Problem
(This problem is related to Simple string-split by root and sufix algorithm)
There are many ways to find a “common root” of a list of similar strings, that begins with the same substring… The question is what the best way (faster and elegant)? Do you know a book or library with these algorithms?
Example: in the set {"foo2", "foo1", "foofo"}
the root is "foo"
.
In practical use we need also ignore extrange itens, so we can expect the same "foo"
root in the set {"hello", "foo2", "foo1", "foofo", "bye"}
. A “root minimal length” parameter is also a practical issue.
Here is a sample and a first candidate algorithm:
$words = array('i', 'me', 'my', 'myself', 'we', 'our', 'ours', 'ourselves', 'you', 'your', 'yours',
'yourself', 'yourselves', 'he', 'him', 'his', 'himself', 'she', 'her', 'hers', 'herself',
'it', 'its', 'itself', 'they', 'them', 'their', 'theirs', 'themselves', 'what', 'which',
'who', 'whom', 'this', 'that', 'these', 'those', 'am', 'is', 'are', 'was', 'were', 'be',
'been', 'being', 'have', 'has', 'had', 'having', 'do', 'does', 'did', 'doing', 'a', 'an',
'the', 'and', 'but', 'if', 'or', 'because', 'as', 'until', 'while', 'of', 'at', 'by', 'for',
'with', 'about', 'against', 'between', 'into', 'through', 'during', 'before', 'after',
'above', 'below', 'to', 'from', 'up', 'down', 'in', 'out', 'on', 'off', 'over', 'under',
'again', 'further', 'then', 'once', 'here', 'there', 'when', 'where', 'why', 'how', 'all',
'any', 'both', 'each', 'few', 'more', 'most', 'other', 'some', 'such', 'no', 'nor', 'not',
'only', 'own', 'same', 'so', 'than', 'too', 'very', 's', 't', 'can', 'will', 'just', 'don',
'should', 'now');
/**
* Get the common start-string of two strings.
* @param $a string.
* @param $b string with probable common root.
* @return string $root or empty.
* @see this function can feed the root for str_splitByRoot() function.
*/
function str_getRoot($a,$b) {
$rootLen = strspn($b ^ $a, " "); // length before difference.
return substr($a,0,$rootLen);
}
/**
* Get the common start-string of many strings.
* The algorithm splits the string by its differences.
* @param $a array of strings.
* @param $b string with probable common root, or integer for array index.
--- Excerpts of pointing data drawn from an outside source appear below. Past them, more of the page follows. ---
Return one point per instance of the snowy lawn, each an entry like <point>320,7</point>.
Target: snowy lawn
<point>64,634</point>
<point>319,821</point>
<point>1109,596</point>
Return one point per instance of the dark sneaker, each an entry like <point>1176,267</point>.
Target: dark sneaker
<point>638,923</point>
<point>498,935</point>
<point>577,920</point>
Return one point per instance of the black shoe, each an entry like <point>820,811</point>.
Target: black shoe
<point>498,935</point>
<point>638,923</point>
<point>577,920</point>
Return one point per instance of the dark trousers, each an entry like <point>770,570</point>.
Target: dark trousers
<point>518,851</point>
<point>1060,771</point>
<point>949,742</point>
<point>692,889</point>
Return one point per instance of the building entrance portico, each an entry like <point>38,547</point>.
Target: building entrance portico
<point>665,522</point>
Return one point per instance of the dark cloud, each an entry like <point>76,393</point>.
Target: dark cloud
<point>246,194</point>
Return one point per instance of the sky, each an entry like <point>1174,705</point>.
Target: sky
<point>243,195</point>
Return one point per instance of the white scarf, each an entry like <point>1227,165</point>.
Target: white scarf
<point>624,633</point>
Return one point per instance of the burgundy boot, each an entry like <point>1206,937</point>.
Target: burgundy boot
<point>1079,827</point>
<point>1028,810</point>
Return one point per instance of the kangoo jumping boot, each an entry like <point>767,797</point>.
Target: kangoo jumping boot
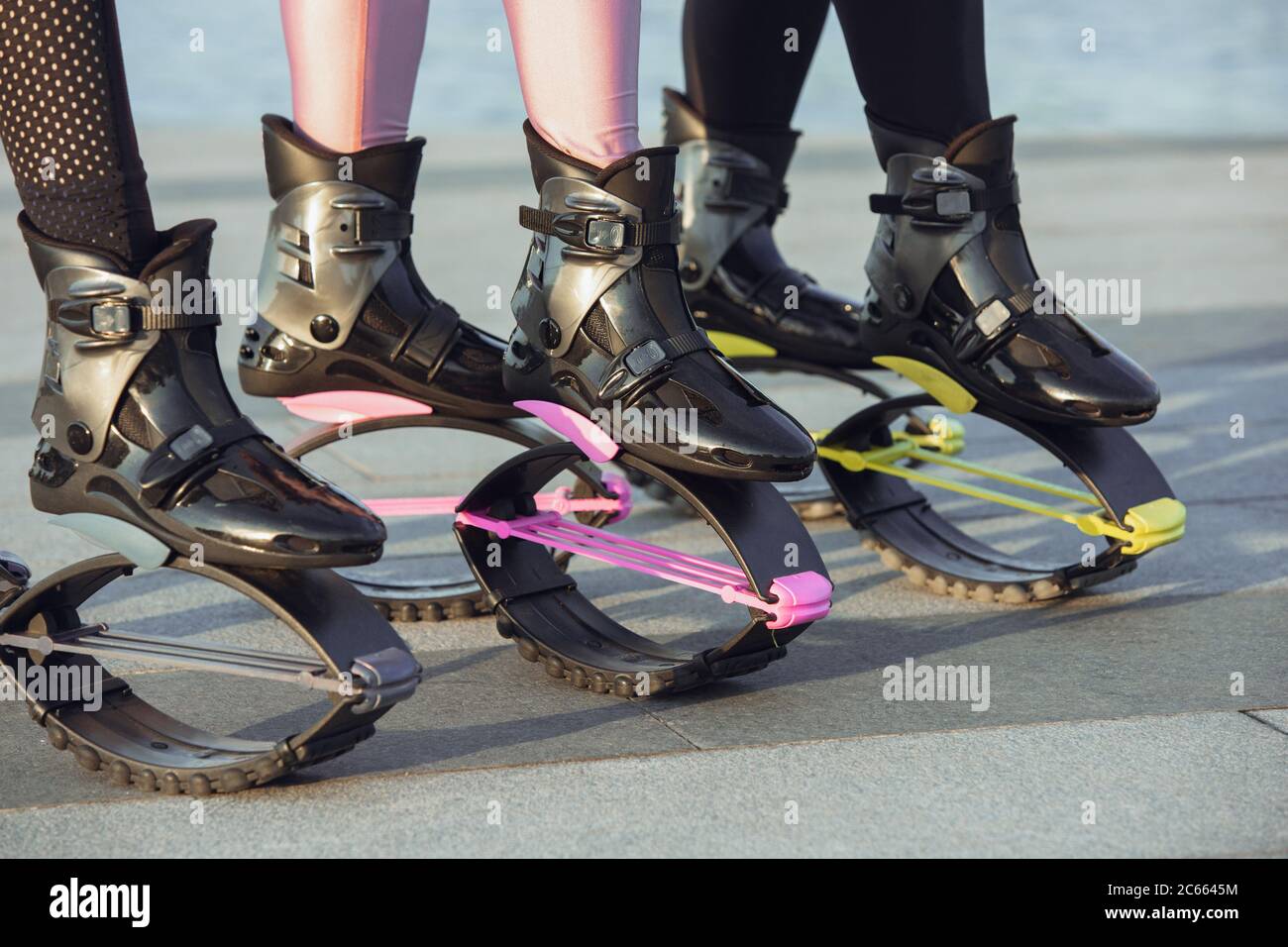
<point>137,425</point>
<point>342,307</point>
<point>954,291</point>
<point>732,191</point>
<point>603,328</point>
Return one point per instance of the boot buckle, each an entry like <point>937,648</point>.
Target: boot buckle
<point>605,234</point>
<point>111,320</point>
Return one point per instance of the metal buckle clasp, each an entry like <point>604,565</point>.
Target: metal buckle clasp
<point>605,234</point>
<point>111,320</point>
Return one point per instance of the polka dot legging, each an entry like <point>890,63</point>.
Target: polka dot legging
<point>67,128</point>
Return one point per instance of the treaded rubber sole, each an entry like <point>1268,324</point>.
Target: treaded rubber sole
<point>204,783</point>
<point>943,583</point>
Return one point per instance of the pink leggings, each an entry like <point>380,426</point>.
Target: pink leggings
<point>353,71</point>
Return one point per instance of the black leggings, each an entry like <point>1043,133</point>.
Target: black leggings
<point>918,63</point>
<point>64,119</point>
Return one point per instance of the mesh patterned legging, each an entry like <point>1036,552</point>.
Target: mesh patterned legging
<point>67,128</point>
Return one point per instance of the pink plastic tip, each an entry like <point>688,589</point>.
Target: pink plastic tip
<point>338,407</point>
<point>622,487</point>
<point>802,596</point>
<point>592,441</point>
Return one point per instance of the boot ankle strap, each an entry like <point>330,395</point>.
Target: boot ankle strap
<point>114,308</point>
<point>601,234</point>
<point>948,201</point>
<point>184,453</point>
<point>645,360</point>
<point>739,184</point>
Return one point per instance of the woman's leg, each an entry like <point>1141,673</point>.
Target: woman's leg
<point>745,63</point>
<point>353,68</point>
<point>742,67</point>
<point>919,63</point>
<point>134,418</point>
<point>67,128</point>
<point>603,329</point>
<point>579,68</point>
<point>952,282</point>
<point>359,318</point>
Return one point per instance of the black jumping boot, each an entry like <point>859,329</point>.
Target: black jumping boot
<point>137,423</point>
<point>603,328</point>
<point>340,303</point>
<point>732,191</point>
<point>953,287</point>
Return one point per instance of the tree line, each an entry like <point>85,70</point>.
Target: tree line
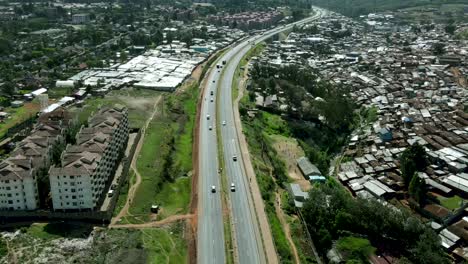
<point>331,213</point>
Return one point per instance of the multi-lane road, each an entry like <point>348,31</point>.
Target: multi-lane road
<point>248,240</point>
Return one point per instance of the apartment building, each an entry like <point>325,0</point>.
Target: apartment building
<point>18,173</point>
<point>18,186</point>
<point>80,18</point>
<point>82,180</point>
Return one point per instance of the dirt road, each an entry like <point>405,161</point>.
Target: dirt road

* @return array of strings with $root and family.
*/
function array_getRoot($a,$b='',$minLen=1) {
if (is_integer($b))
$b = $a[$b];
if (!$b) $b=$a[0];
$family = array();
foreach ($a as $item) {
$r = str_getRoot($item,$b);
if (strlen($r)>=$minLen) {
$family[]=$item;
if ($r!=$b) $b=$r;
} //if
} // for
array_unshift($family,$b);
return $family;
}
Applying in the example:
$list = array("foo2", "hello", "foo1", "foofo", "bye");
$fam = array_getRoot($list);
print "nThe root of list is ".array_shift($fam); // foo
Using to show the roots of the $words
list:
sort($words); // not necessary
foreach($words as $i){
$fam4 = array_getRoot($words,$i,4);
$root = array_shift($fam4);
if (count($fam4)>1)
print "n * $i - ($root) ".join(', ',$fam4);
else { // repeate da same procedure:
$fam3 = array_getRoot($words,$i,3);
$root = array_shift($fam3);
if (count($fam3)>1)
print "n * $i - ($root) ".join(', ',$fam3);
}
}
Some results:
* about - (abo) about, above * again - (again) again, against * her - (her) her, here, hers, herself * hers - (hers) hers, herself * you - (you) you, your, yours, yourself, yourselves * yourself - (your) your, yours, yourself, yourselves
Solution
(this is not a good answer because… the answer needs performance analysis and comparison with alternative algorithms)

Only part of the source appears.